Sri Lanka short-horned shrub frog
- Conservation status: Endangered (IUCN 3.1)

Scientific classification
- Kingdom: Animalia
- Phylum: Chordata
- Class: Amphibia
- Order: Anura
- Family: Rhacophoridae
- Genus: Pseudophilautus
- Species: P. singu
- Binomial name: Pseudophilautus singu (Meegaskumbura, Manamendra-Arachchi, and Pethiyagoda, 2009)
- Synonyms: Philautus singu Meegaskumbura, Manamendra-Arachchi, and Pethiyagoda, 2009

= Pseudophilautus singu =

- Authority: (Meegaskumbura, Manamendra-Arachchi, and Pethiyagoda, 2009)
- Conservation status: EN
- Synonyms: Philautus singu Meegaskumbura, Manamendra-Arachchi, and Pethiyagoda, 2009

Species of amphibian

Pseudophilautus singu is a species of frog in the family Rhacophoridae, endemic to southwestern Sri Lanka. It is known from the
Kanneliya-Dediyagala-Nakiyadeniya, Kitulgala, and Kottawa Forest Reserves and from the Sinharaja World Heritage Site. The specific name singu is Sinhalese for "horn" and refers to the horn-like tubercles on the upper eyelids of this frog. Common name Sri Lanka short-horned shrub frog has been coined for it.

==Description==
Four adult males in the type series measure 16.1–16.6 mm in snout–vent length; females were not reported. The upper eyelid has a prominent tubercle. The snout is obtusely pointed in dorsal view and rounded laterally. The tympanum is distinct and oval; the supra-tympanic fold is distinct. The finger tips have discs with circum-marginal grooves; there is no webbing nor dermal fringes. The toes are webbed and bear discs with circum-marginal grooves. There are scattered tubercles in the head, back, and the flanks; skin on the throat, chest, belly, and ventral sides of thighs is granular. The head and body are dorsally and laterally brown. The inter-orbital area is dark brown, and there is a W-like marking on the middle of the dorsum. The tympanic region is blackish brown. The upper half of the tympanum is dark brown and its lower half is pale yellowish light brown. The lower flanks are yellow with brown pigment. The limbs have three dark-brown crossbars. The lower parts are dark brown with pale yellow patches.
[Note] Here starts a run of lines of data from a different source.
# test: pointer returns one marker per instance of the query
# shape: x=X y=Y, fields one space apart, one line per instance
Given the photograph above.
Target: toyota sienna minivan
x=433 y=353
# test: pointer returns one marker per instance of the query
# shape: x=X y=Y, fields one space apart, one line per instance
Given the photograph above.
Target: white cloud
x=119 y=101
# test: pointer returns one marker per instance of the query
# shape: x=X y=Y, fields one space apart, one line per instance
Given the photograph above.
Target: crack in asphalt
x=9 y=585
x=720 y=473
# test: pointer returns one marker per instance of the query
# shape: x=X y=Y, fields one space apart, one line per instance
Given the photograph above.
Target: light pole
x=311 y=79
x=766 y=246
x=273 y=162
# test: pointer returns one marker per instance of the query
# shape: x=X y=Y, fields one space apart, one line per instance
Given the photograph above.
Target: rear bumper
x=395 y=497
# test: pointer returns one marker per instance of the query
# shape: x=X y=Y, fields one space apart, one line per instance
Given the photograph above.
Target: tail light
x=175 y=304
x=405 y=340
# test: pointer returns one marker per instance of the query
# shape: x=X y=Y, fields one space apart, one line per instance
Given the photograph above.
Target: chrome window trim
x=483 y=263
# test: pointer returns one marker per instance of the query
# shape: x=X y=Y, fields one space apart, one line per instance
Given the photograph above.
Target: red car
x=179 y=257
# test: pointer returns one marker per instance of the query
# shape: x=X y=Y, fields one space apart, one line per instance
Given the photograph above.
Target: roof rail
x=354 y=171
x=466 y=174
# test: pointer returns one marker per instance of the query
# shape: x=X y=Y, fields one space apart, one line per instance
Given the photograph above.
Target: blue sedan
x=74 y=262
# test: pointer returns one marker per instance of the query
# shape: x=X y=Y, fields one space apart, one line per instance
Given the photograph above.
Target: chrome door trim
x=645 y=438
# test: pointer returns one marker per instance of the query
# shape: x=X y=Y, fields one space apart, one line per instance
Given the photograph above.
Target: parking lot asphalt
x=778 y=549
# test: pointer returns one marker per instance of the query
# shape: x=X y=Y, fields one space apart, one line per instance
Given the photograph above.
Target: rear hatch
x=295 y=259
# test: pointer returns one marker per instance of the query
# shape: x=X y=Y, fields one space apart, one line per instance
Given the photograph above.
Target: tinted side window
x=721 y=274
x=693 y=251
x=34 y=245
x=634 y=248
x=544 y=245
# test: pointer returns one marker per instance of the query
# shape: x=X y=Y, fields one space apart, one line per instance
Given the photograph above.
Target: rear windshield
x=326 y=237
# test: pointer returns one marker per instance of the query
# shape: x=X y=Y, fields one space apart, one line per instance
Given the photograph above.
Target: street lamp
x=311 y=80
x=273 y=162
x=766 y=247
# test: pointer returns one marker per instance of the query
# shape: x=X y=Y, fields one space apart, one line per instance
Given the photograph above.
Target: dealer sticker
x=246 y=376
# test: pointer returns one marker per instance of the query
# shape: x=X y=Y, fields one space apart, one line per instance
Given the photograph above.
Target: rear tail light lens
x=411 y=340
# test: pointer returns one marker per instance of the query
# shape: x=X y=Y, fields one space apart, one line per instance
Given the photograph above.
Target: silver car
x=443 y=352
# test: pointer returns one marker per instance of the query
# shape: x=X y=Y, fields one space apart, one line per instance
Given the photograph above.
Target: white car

==Habitat and conservation==
Pseudophilautus singu occurs in lowland and mid-elevation rainforests at 60–513 m above sea level. Males have been found perched in vegetation some 0.5–1.5 m above the ground. The eggs are laid in a depression in the soil; the eggs are later covered by the female. Development is direct, without free-living tadpole stage.

Pseudophilautus singu has a patchy distribution but is common where it is found, except in Kanneliya where only a few specimens were found. It is considered to be a forest-dependent species. Forest reserves are at risk from encroachment by tea growers, and the associated use of biocides and fertilizers represent an additional threat to this species.